That's due to no shortage of effort by the maintainers, however: one small bug can easily lead to memory safety problems.
Rust is great in this sense because you don't have to think about those issues.
That said, I'd pick rust over C for most projects simply because it's a nicer language to write IMHO. It feels like a modern high-level language with things like iterators, traits, etc, and it has a great package manager too. In comparison, I find writing C to be a huge chore, especially if you're doing much string processing
Very importantly, Rust's safety guarantees help with "fearless concurrency", and better multithreading accounts for most of the performance gain we see in these new tools.
You can have fearless concurrency in C too if you use async queues and handover data completely without sharing references to data between threads (other than via the queues) - including using thread safe functions.
Rust will not help you with other multi-threadding issues, that arise from how OS implements processes/threads/signals/syscalls etc.
So I wouldn't call it fearless. Concurrent data access is just one issue you have to tak care around.
Well, they certainly have for me. As an example, GNU awk has some rather easy to the trigger segfaults which do not seem like they are going to be fixed soon.
I think its worth mentioning that rust has the gold standard argument parsing library now:
https://clap.rs
That library is used by most(?) rust cli tools, so they all have a similar feel. In addition, there is a library built on top of clap called struct-opt that makes bringing up a new cli exceedingly easy:
https://docs.rs/structopt/0.2.15/structopt/
Seriously, checkout struct-opts page even if you don't know any rust. I think their demonstration on the front page summarizes a lot of things I like about idiomatic rust.

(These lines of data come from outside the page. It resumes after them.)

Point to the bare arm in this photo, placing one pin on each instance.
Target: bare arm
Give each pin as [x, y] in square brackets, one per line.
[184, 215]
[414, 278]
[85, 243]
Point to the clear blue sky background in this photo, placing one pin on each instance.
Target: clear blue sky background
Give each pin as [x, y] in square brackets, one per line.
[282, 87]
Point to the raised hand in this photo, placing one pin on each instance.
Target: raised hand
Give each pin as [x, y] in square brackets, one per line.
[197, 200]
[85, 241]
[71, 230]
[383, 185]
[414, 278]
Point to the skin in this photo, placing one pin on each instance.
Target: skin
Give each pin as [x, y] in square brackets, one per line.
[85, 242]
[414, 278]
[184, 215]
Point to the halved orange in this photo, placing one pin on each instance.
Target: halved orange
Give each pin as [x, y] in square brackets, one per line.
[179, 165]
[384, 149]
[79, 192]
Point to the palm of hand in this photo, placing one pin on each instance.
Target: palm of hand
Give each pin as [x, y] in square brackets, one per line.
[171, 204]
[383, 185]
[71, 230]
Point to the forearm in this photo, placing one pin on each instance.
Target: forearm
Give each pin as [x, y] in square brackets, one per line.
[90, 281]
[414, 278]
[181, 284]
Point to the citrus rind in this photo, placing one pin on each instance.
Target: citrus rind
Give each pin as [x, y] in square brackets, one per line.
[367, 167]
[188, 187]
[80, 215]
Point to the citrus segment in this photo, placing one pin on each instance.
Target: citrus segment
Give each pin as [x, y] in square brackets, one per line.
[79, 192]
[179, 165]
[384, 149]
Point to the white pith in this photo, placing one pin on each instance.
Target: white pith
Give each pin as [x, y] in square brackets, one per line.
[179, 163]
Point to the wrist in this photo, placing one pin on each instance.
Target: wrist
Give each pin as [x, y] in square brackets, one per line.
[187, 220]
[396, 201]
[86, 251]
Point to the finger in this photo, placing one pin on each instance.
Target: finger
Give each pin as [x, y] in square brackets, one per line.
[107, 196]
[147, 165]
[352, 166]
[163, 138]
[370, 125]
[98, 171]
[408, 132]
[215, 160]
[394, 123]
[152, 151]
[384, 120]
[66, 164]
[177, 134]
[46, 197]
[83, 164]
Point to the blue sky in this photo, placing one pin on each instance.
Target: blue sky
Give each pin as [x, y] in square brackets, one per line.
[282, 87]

I haven't needed it in a long time, but I still think trollop for ruby is magical. It seems it's been renamed to optimist now: http://manageiq.github.io/optimist/
I'd say Rust is a productive language for providing competitive CLIs.
- Compiled so easy to distribute compared to Python, JS, etc
- Cargo makes it easy to pull in libraries compared to C/C++
- Smart people made some great libraries that make it trivial to get performance and/or a nice UX. e.g. Everything in ripgrep is available for reuse, down to how it walks the filesystem.
Because it's a low level system's programming language with Haskell influences (makes it good for modelling a well-defined problem domain) with the "rewrite it in Rust" meme behind it. It's meant to be a replacement for C, so it makes sense that rustaceans would want to write replacements for programs written in C.